Bien sûr, il y a l’«abrazo» (étreinte), l’équilibre, le guidage… Mais pour beaucoup de danseurs émérites de tango, dont le Mondial se déroule jusqu’à dimanche à Buenos Aires, la chaussure, chez la femme surtout, est la clef d’un tango épanoui.
Maria Teresa Schuster ôte ses bottines de ville, enfile ses talons hauts argentés, s’avance sur la piste de danse. «La chaussure de tango, c’est très spécial. Pour moi, il faut qu’elle brille, qu’elle ait un beau talon, qu’elle me fasse sentir plus forte, plus puissante», confie cette cardiologue de 72 ans, habituée de la «milonga» (local de bal tango) Parakultural. «Quand je mets les chaussures, j’ai l’impression d’enfiler des gants de façon suggestive, pour me préparer à quelque chose de très intense. Les chaussures sont comme un permis de voler. Elles doivent mouler le pied, faire ressentir comme une caresse», insiste cette mordue de tango depuis une vingtaine d’années.

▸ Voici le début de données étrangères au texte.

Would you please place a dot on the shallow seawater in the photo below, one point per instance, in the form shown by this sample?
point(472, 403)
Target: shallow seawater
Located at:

Toutes les danseuses n’ont pas forcément une relation fusionnelle avec leurs «tacos» (chaussures à talon haut), mais beaucoup en soulignent la centralité : esthétique, anatomique ou pratique. Le talon haut emporte les suffrages, même s’il n’est en rien obligatoire. Pour Carla Marano, danseuse professionnelle internationalement reconnue, «la courbe de la jambe prend une tout autre esthétique, meilleure à mon sens, quand on danse en talons. Et c’est fonctionnel : danser en talons hauts permet de basculer plus facilement le poids du corps vers l’avant, sur le métatarse et les orteils, ce qui est essentiel dans le tango».
«Vecteur fondamental»
Dans un ouvrage digital collectif, En talons, compilé en 2020 pendant le confinement, la musicothérapeute et professeure de tango Marina Kenny avait convié une douzaine de grandes danseuses à évoquer leur relation à leurs chaussures. «C’est comme la guitare pour la guitariste, le balai pour le balayeur, le couteau pour le cuisinier», écrivait l’une d’elles, Mariela Sametband. «C’est l’instrument à travers lequel nous nous exprimons. Bien sûr, c’est notre corps qui bouge, qui résonne (…), mais les chaussures sont un vecteur fondamental, car elles nous relient au sol.»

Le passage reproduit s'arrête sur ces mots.